This Bacterium Can Do Division, Compute Logarithms And Take Square Roots
MIT researchers engineered bacterial cells to function as living calculators.
A group of engineers from MIT have created analog calculators out of living cells, according to a paper published online in Nature yesterday. By tweaking the genes of bacterial cells, the researchers were able to create circuits that can perform calculations–including division, multiplication, logarithms and square roots–in a much more efficient way than many existing biocomputers.
Using analog circuits, which harness a cell’s natural biochemical functions, allows for more nuanced computations than imposing digital logic. While digital circuits classify all values as zeros and ones, analog circuits can handle a continuous range of inputs, allowing for values in between. In addition to computing whether or not a molecule like glucose is present, these circuits can tell its concentration, for instance.

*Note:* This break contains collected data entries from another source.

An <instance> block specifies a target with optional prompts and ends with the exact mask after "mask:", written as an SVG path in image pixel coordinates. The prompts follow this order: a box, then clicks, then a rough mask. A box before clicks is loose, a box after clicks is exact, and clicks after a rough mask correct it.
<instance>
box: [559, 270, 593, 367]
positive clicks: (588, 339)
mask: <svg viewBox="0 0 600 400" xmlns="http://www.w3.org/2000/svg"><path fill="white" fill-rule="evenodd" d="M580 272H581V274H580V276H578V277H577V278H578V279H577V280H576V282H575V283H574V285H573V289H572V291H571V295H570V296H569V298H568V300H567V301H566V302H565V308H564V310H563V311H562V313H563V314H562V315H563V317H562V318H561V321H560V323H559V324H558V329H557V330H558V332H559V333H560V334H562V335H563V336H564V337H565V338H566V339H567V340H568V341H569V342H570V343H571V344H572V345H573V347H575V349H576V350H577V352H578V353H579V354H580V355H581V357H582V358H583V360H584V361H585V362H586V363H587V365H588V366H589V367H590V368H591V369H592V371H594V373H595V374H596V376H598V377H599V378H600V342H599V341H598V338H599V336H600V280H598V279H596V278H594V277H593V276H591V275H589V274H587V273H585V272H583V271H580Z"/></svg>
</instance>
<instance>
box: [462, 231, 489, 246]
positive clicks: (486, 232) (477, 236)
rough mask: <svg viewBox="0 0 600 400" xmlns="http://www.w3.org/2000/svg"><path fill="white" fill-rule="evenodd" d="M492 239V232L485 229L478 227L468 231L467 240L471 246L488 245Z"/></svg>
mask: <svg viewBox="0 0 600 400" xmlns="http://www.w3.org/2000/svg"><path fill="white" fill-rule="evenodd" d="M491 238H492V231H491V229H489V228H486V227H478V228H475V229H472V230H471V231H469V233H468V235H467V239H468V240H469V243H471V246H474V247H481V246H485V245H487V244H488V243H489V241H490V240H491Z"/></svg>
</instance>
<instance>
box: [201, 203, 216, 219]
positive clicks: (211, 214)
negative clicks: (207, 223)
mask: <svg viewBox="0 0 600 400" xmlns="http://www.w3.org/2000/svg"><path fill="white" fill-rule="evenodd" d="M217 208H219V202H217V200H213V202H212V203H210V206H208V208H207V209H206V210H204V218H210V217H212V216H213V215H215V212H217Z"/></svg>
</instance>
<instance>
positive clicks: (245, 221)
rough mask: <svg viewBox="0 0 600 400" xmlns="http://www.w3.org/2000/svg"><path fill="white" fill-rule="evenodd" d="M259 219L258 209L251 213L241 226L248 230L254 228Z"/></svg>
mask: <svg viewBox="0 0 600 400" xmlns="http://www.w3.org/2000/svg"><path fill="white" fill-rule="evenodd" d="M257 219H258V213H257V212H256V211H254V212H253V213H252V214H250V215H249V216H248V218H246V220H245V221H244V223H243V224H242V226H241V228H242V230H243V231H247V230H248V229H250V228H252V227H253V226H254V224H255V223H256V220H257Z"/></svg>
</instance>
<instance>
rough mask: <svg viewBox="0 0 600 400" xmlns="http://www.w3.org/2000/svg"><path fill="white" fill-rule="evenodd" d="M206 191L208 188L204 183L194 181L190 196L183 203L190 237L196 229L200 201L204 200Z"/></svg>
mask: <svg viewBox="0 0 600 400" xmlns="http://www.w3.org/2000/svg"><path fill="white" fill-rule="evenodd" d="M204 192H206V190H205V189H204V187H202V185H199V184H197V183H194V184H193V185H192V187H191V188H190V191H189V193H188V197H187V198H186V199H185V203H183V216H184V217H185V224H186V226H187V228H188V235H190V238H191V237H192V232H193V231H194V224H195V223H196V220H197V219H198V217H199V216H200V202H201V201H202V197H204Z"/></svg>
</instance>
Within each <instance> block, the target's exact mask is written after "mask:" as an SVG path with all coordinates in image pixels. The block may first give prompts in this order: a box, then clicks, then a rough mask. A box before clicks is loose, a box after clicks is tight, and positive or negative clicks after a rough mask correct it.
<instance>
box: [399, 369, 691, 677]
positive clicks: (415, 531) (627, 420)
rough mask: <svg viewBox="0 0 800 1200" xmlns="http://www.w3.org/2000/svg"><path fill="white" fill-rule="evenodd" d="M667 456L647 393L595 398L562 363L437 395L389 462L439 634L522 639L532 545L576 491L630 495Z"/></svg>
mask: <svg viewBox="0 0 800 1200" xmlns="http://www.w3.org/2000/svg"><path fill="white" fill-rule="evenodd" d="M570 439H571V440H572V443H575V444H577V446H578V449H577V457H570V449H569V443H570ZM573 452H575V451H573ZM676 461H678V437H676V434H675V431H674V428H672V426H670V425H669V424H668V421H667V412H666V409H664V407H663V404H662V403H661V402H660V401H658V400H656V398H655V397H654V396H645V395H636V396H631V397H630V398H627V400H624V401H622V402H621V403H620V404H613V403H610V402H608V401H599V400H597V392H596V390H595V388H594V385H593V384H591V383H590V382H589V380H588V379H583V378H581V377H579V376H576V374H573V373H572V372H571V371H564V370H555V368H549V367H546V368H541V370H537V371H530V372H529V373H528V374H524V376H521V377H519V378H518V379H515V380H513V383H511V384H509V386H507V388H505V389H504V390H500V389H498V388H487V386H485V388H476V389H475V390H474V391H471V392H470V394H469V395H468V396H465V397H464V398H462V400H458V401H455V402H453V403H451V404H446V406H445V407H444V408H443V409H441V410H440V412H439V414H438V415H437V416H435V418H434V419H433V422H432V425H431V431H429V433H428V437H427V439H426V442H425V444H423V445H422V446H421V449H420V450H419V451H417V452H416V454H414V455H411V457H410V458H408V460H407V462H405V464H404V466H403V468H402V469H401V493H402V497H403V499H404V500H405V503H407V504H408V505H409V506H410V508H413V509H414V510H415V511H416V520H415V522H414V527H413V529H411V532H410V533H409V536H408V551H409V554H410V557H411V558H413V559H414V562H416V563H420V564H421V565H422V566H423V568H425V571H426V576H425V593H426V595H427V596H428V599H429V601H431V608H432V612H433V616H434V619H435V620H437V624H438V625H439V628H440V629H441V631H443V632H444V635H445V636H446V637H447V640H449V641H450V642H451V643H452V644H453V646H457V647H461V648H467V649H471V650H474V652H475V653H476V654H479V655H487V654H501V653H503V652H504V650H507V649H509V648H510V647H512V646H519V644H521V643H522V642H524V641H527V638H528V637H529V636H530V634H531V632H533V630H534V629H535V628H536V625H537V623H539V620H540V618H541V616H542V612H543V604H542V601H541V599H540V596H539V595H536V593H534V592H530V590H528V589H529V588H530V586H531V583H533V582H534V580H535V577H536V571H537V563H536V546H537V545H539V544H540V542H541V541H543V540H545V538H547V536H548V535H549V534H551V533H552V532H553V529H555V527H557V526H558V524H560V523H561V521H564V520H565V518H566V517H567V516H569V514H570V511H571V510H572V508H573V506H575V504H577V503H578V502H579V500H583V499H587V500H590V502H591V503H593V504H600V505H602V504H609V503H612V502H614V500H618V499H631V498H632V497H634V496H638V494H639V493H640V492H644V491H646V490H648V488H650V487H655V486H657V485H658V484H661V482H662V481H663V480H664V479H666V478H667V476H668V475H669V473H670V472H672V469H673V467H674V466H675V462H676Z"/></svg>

“Analog computation is very efficient,” senior author Rahul Sarpeshkar said in a press statement. “To create digital circuits at a comparable level of precision would take many more genetic parts.”
A synthetic circuit that calculates square roots, for example, requires more than 100 parts, while the MIT team’s analog circuit only uses two parts.

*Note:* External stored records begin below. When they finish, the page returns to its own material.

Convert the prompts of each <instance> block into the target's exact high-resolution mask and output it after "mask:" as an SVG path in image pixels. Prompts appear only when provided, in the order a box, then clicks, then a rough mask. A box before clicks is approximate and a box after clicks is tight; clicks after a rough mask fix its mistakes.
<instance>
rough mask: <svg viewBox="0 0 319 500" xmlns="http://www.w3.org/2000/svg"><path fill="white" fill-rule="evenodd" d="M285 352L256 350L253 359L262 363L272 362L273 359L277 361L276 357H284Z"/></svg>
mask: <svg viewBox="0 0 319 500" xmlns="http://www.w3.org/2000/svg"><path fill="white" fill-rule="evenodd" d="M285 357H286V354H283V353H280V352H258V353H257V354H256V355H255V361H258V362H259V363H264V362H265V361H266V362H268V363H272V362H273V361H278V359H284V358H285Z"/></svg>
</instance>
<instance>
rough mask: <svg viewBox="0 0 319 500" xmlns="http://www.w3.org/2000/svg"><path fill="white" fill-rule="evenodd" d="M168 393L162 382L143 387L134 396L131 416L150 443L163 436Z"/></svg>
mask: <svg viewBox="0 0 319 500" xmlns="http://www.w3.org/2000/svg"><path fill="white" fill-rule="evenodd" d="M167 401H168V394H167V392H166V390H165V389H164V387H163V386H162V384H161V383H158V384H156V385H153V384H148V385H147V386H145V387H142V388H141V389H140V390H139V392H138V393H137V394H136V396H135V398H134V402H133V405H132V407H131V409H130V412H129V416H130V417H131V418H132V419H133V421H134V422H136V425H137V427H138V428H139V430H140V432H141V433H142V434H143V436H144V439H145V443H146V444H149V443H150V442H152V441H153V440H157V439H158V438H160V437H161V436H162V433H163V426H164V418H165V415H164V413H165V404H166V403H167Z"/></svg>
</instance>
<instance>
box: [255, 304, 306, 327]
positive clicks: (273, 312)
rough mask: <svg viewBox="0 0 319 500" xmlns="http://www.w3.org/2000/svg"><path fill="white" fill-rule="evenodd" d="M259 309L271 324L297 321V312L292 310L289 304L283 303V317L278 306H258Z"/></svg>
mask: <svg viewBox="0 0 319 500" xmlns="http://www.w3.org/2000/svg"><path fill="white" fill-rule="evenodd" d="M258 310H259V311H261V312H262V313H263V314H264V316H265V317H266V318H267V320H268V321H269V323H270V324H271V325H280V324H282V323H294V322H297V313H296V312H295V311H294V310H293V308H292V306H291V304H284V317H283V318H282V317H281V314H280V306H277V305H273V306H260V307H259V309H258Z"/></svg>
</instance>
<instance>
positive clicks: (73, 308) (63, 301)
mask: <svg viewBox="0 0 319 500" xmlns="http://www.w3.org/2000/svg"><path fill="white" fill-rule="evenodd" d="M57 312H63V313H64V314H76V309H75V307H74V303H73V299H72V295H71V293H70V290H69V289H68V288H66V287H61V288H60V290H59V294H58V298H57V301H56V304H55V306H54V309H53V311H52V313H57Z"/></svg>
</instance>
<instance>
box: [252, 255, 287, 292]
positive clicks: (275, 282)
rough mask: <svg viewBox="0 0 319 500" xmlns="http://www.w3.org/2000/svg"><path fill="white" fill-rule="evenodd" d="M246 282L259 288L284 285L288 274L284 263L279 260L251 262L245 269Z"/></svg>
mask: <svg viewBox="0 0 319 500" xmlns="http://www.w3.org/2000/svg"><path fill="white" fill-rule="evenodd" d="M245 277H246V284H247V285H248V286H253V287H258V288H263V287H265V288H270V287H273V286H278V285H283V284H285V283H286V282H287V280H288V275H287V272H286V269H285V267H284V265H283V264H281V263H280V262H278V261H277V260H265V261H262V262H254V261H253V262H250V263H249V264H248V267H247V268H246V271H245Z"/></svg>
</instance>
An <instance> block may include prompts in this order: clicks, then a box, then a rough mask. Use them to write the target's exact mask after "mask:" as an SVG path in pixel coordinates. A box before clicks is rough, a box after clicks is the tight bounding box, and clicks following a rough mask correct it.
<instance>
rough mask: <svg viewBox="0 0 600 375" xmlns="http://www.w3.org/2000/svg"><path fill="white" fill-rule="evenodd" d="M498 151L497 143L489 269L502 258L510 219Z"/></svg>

To create a circuit that could multiply, researchers combined two circuits that both turn on the genes for green fluorescent protein, or GFP. One used a sugar called arabinose, and the other used a signaling molecule called AHL. The combined input from both are then calculated using the total amount of GFP.
The cell divides using the same enzyme mechanism that helps it calculate the ratios of different molecules. The researchers modified the circuits to expand their range and compute inputs up to 10,000.
The researcher’s future goal is to replicate their success with bacterial cells in larger cells, including mammalian cells. Karpeshkar aims to create new circuits that can improve gene expression, molecular sensing and computation, according to MIT. “We have just scratched the surface of what sophisticated analog feedback circuits can do in living cells,” he said.